ACSC "on cover" $30 (2002) for the $5 McMahon's Point again does not accurately reflect the scarcity of this stamp on postal articles. During the life of the stamp (1979-84) registration, a most likely call for use of a $5, never rose above $3.30 per article. Its replacement, the $5 Holiday at Mentone, however, is comparatively easy to find on cover. During that stamps period of service the outrageously expensive Security Post, the successor to registration, peaked at $6 per article. The $15 "on cover" price for that $5 is a reasonable guide. Back to the subject $5, Figure 7 is an excellent example of usage of this stamp. A 3 Nov 1981 use by University of W.A., it was posted at Victoria Square P.O., destined for London per International Priority Paid service. The cost of that service to U.K. was $12.90 up to 500gms, and the franking composition conveniently includes a pair of our $5 (Victoria Square may not have stocked the $10 stamp). There was a dedicated P.O label for this service, but it has not survived the journey (trace of remnant adhesive visible lower left corner). Upon arrival in U.K. a prominent Datapost label was affixed. Australia Post details of service handstamp appears upper left; a rare marking. Value : $150 (stamps off cover $6.35).

                                    Figure 8. International Priority Paid fully loaded

The $10 Paintings, predictably, is scarce on postal articles. I do however have slightly more usage examples of this denomination than I do of the $4 and $5. That is probably because I aggressively targeted buying examples of the $10 on the rare occasions they appeared, whilst the other two denominations slipped under my radar. Figure 8 has the dedicated International Priority Paid service label, missing from Figure 7; in addition it has the serial numbered label, which replaced the handstamp shown for the previous item. Sent from Wagin 3 Nov 1986 to Auckland, the aggregate franking of $13.75 was for Zone 1, up to 500gms. Value : $250 (stamps off cover $4.70).

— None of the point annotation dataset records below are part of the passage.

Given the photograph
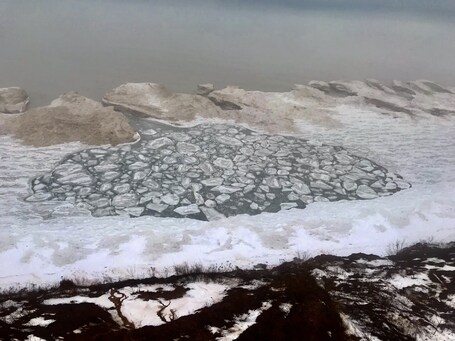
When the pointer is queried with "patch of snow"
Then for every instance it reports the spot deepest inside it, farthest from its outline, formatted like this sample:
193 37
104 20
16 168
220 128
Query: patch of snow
145 313
285 308
39 321
34 338
242 323
401 282
117 247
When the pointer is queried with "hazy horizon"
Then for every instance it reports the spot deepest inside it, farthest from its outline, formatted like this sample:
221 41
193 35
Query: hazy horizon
50 47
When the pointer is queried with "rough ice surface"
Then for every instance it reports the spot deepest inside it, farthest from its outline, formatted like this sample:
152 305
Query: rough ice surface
244 171
43 241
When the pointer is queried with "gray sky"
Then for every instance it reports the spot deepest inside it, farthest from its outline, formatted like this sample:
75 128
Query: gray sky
53 46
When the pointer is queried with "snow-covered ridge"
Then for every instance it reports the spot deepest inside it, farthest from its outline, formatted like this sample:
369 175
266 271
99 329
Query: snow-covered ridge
41 242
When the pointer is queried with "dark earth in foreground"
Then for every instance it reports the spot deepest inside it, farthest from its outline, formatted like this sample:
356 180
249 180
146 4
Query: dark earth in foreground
409 295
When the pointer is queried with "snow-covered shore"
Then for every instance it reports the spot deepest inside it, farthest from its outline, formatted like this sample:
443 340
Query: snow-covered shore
41 243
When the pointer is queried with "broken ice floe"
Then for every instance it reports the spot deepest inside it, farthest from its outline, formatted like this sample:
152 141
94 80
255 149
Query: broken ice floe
210 171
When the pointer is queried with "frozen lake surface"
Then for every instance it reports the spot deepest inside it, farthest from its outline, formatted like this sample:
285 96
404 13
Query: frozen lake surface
50 47
41 242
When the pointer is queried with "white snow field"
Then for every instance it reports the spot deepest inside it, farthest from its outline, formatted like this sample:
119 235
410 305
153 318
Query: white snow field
39 248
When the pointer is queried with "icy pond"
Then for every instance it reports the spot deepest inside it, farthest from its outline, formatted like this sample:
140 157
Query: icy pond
208 172
50 46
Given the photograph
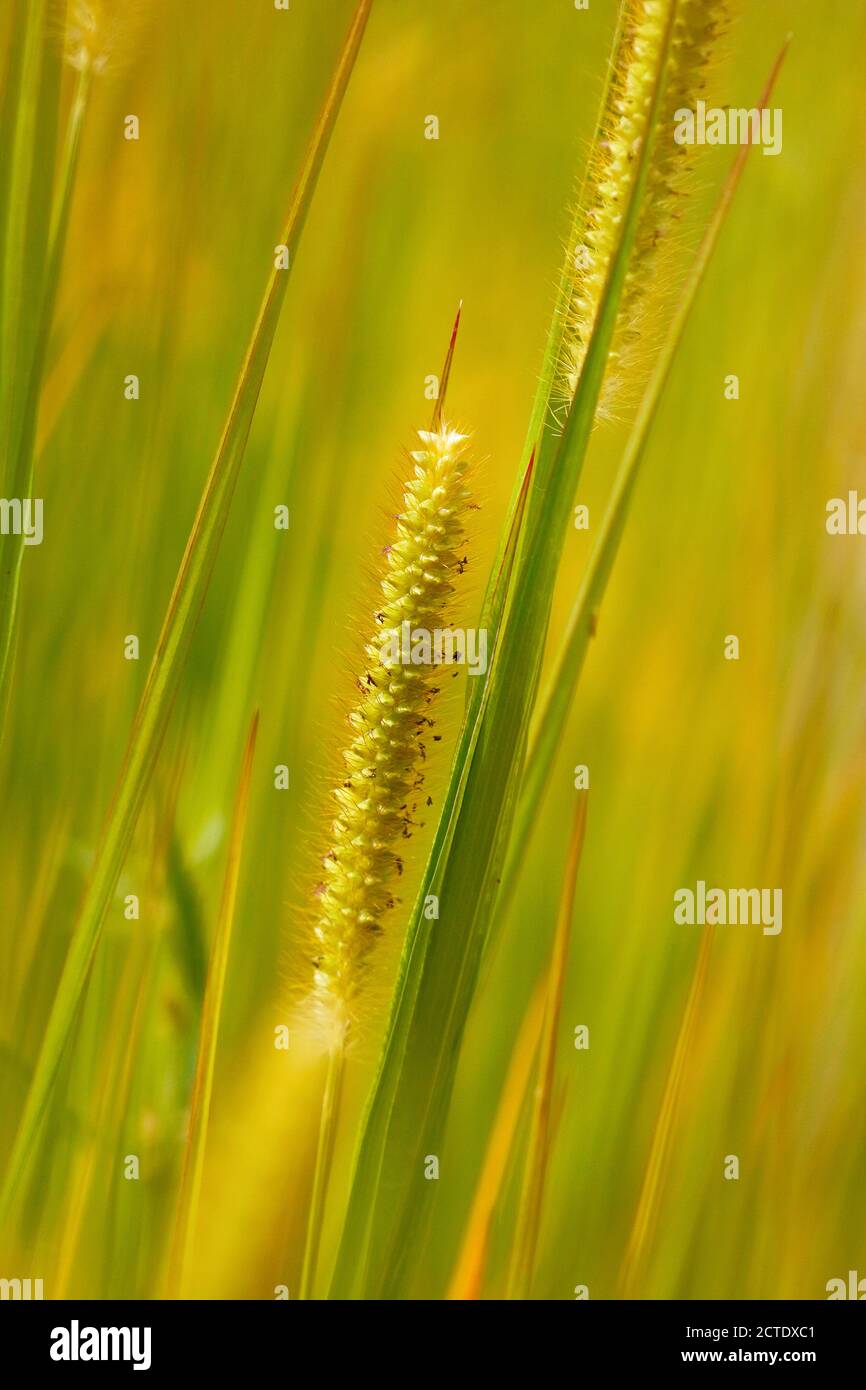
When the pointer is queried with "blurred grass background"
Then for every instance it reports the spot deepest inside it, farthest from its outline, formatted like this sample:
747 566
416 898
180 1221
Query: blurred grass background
742 773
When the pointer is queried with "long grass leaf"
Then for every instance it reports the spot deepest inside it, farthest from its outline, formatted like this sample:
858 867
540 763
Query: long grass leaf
178 627
409 1107
538 1154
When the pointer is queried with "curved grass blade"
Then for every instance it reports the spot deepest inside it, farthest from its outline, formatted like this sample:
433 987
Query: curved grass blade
178 627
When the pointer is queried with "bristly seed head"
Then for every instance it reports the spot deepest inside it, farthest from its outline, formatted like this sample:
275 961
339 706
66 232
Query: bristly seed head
697 28
384 761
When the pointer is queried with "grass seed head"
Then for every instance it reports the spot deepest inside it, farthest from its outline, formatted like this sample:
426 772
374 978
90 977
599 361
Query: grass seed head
384 762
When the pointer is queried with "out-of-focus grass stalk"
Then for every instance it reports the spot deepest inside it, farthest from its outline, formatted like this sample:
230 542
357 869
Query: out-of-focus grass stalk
27 295
202 1091
469 1272
178 627
556 699
654 1176
22 445
538 1153
324 1161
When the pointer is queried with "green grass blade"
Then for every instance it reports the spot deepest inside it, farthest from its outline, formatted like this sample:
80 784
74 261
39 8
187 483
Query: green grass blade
178 627
211 1009
538 1153
559 694
406 1118
25 200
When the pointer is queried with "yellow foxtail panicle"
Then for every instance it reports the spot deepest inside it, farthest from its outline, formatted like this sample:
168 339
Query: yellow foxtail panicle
384 762
97 31
697 28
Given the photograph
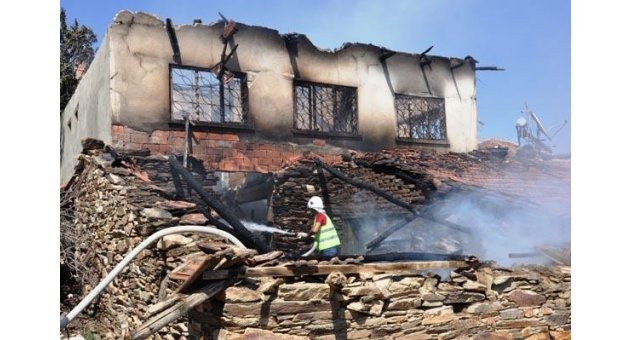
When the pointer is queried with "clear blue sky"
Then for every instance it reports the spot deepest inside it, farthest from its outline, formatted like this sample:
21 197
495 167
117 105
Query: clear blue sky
531 39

                                Figure 9. $10 less likely to be found used domestically

I've found the $10 to be particularly hard to get on domestic postal articles. Figure 9 is a fortunate survivor given it was used on a parcel weighing up to 4kgs. The large envelope was utilized as an address label on a 29 Oct 1982 parcel sent registered from Newstead to Manly. The NEWSTEAD VIA FORTITUDE VALLEY/PARCELS" datestamp in rose is a scarce marking. The Air Mail parcels rate was $8 up to 4kgs for this point A to B journey + $3 registration fee. Value : $200 (stamps off cover $3.80).

Season's greetings to readers. May 2012 see covers further enrich your philatelic lives.

Rod Perry has been a philatelic trader since 1962. He founded Rodney A Perry Auction Galleries (now Millennium Philatelic Auctions) in 1971. As a collector he has exhibited    nationally and internationally. Rod prefers his used stamps on cover and likens taking a stamp off its original cover to converting a tree to woodchips.